Is time accelerating?

Less than a month till Christmas, and I'm not really sure where 2009 has gone. Like a supersonic man, it's been travelling at the speed of light. In fact, I'm convinced that time is speeding up and that we're entering some kind of universal endgame. But that's for another blog, so instead for this blog instalment I've tried to enhance my scientific understanding of these things with a look at radiation and light in particular. I've got my end of module Chemistry exam this wednesday for my course at Birkbeck, so I'm hoping to let my mind wander to happier things outside the sphere of science next month, but for the time being this is all I have to offer, dear blog ...

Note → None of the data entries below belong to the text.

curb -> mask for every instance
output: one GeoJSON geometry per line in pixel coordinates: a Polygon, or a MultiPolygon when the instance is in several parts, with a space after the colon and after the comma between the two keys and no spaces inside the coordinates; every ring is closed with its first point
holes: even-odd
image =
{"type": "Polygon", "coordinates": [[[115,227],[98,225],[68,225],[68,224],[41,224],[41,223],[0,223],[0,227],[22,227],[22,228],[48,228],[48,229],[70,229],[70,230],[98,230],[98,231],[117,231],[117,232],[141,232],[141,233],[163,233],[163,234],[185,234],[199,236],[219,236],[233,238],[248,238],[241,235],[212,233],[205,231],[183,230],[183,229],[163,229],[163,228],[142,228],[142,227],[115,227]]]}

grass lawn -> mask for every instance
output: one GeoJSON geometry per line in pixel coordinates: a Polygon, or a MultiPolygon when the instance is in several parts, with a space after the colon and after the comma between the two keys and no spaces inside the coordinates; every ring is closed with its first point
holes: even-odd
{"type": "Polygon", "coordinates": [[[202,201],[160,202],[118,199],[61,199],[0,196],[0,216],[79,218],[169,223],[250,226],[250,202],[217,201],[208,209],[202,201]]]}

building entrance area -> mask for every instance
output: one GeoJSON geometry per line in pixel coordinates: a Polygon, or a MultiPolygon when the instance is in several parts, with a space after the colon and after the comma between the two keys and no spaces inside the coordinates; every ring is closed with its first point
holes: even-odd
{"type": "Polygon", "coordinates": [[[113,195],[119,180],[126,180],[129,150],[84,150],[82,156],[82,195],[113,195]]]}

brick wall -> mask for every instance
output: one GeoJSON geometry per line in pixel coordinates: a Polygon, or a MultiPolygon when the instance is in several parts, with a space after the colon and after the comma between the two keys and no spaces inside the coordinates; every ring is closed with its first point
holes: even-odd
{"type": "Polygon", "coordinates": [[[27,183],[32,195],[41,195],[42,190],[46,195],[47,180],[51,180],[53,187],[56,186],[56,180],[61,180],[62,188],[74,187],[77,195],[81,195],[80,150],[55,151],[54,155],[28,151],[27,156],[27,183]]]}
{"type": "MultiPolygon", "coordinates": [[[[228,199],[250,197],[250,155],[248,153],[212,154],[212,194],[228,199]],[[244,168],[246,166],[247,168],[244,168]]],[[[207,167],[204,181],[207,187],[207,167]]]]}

Radiation gets a bad press and stirs up dark thoughts in the public psyche, but put simply it's just the emission of energy (heat, light, etc) from a physical body. It wasn't until the 20th century that scientists fully understood light, for example, and its dual wave-particle nature. For many years, Newton's idea of light particles or "corpuscles" held sway, until Thomas Young performed a number of experiments in the early 1800s showing the diffraction and refraction of light and its wavelike behaviour. The scientific community was divided until quantum theory solved the dilemma, thanks in particular to advances by Einstein who synthesised the two ideas and showed how light can exist both as a wave and as discrete light packets (photons) that behave like particles, a discovery that earned him the Nobel Prize in 1921.

Light is electromagnetic radiation, and what humans can see with the naked eye is just a small slice of the electromagnetic spectrum, the ROYGBIV (red orange yellow green blue indigo violet, or Richard of York gave battle in vain) of the rainbow that every pupil memorises at school. However, most light has a wave frequency that makes it invisible, from radio waves and gamma rays at one end of the spectrum to UV rays, X-rays and gamma rays at the other end. Einstein also saw that light was the only constant in the universe, and this discovery led to his special theory of relativity, e = mc2, where both time and space are elastic and bend relative to the observer to allow for the constant speed of light (c).

Two key British scientists crucial to the development of this theory in the 19th century were Faraday, whose experimental work with coils showed that alternating an electric current can create a magnetic field, and Maxwell, who made sense of Faraday's experiments mathematically by formulating equations that point to the eloquent relationship between electricity and magnetism. From studying these equations, Einstein recognised a constant that kept appearing in each experimental result and this he later discovered to be the speed of light. By cracking this secret of the universe, a whole series of technological advances were unleashed in the 20th century, including TV, radio, atomic bombs and the blogosphere.